Arms & Interventions
Stratum A Patients
The patients are newly diagnosed Diffuse Intrinsic Pontine Glioma patients. Patients may take crenolanib as an intact tablet or crushed in apple sauce/juice. Currently accruing to dose level 3 (170 mg/m^2).
Intervention: Crenolanib (Drug)
Stratum B Patients
The patients are recurrent, refractory or progressive high-grade glioma including Diffuse Intrinsic Pontine Glioma patients. Patients may take crenolanib as an intact tablet or crushed in apple sauce/juice.
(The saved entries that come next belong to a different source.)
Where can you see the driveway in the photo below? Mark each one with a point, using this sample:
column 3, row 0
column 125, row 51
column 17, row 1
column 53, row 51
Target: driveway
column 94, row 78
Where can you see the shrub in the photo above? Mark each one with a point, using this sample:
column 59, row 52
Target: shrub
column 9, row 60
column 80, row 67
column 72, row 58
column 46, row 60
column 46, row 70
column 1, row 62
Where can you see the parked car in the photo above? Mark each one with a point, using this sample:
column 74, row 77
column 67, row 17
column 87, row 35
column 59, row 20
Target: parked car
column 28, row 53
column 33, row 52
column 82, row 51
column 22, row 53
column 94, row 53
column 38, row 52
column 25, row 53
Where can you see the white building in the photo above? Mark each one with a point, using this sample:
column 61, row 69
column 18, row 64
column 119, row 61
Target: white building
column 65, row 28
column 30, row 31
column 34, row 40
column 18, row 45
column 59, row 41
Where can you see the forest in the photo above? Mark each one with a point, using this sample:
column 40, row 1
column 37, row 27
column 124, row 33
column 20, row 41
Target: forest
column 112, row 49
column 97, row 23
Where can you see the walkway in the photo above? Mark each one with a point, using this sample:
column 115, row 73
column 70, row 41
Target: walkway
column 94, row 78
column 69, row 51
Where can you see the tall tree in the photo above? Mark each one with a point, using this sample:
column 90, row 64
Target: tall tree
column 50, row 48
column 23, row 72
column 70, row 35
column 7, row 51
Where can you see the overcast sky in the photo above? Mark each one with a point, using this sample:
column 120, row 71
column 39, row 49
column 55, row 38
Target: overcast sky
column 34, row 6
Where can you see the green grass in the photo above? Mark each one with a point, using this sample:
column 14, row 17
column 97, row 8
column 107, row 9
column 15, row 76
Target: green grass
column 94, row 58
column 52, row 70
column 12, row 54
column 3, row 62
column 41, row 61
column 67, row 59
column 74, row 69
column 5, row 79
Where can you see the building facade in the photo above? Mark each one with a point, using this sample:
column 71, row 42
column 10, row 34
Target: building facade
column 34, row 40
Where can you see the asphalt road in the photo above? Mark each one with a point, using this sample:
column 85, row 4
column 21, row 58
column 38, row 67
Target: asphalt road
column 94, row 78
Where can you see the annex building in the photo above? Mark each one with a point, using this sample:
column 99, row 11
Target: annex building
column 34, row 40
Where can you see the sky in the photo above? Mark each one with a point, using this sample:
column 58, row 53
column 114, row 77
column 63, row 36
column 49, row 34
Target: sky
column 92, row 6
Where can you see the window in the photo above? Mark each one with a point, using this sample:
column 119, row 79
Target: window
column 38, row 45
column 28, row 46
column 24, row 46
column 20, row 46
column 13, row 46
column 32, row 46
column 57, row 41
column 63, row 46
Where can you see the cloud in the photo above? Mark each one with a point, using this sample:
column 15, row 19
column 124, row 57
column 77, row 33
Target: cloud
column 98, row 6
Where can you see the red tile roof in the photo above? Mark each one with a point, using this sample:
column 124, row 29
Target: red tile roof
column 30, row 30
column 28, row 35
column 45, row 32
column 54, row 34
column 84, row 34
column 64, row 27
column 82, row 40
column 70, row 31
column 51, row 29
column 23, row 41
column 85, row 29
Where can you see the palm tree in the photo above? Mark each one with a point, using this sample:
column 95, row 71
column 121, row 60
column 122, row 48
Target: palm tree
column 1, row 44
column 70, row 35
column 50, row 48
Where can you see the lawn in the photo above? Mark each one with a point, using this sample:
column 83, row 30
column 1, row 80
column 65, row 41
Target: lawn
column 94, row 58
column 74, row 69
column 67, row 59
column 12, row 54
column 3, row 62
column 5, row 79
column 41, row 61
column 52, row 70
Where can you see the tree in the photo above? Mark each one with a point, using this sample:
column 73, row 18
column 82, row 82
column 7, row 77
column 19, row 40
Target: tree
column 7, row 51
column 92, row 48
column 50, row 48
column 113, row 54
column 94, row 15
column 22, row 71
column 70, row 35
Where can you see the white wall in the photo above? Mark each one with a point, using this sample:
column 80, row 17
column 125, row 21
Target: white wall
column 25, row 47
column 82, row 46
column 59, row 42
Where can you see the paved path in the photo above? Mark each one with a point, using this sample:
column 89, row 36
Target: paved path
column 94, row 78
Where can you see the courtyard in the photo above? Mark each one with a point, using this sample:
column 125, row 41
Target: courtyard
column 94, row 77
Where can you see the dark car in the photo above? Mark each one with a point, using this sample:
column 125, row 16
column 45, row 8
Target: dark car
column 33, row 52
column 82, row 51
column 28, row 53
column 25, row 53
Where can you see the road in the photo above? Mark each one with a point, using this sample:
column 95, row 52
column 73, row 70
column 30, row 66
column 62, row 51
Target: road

Currently accruing to dose level 4 (220 mg/m^2).
Intervention: Crenolanib (Drug)
Outcomes
Primary Outcomes
Estimate the maximum tolerated dose (MTD) of crenolanib in pediatric research participants with newly diagnosed DIPG
Time Frame: 2.5 years
This is done using rolling 6 -design
Estimate the MTD of crenolanib in children and young adults with recurrent/refractory HGG including DIPG
Time Frame: 2.5years
This is done using rolling 6 design
Characterize the pharmacokinetics of crenolanib in pediatric patients and relate drug disposition to toxicity
Time Frame: 2.5 years
Individual pharmacokinetic parameters will be estimated using nonlinear mixed effects modeling methods (NONMEM) to estimate both the inter- and intra-subject variability.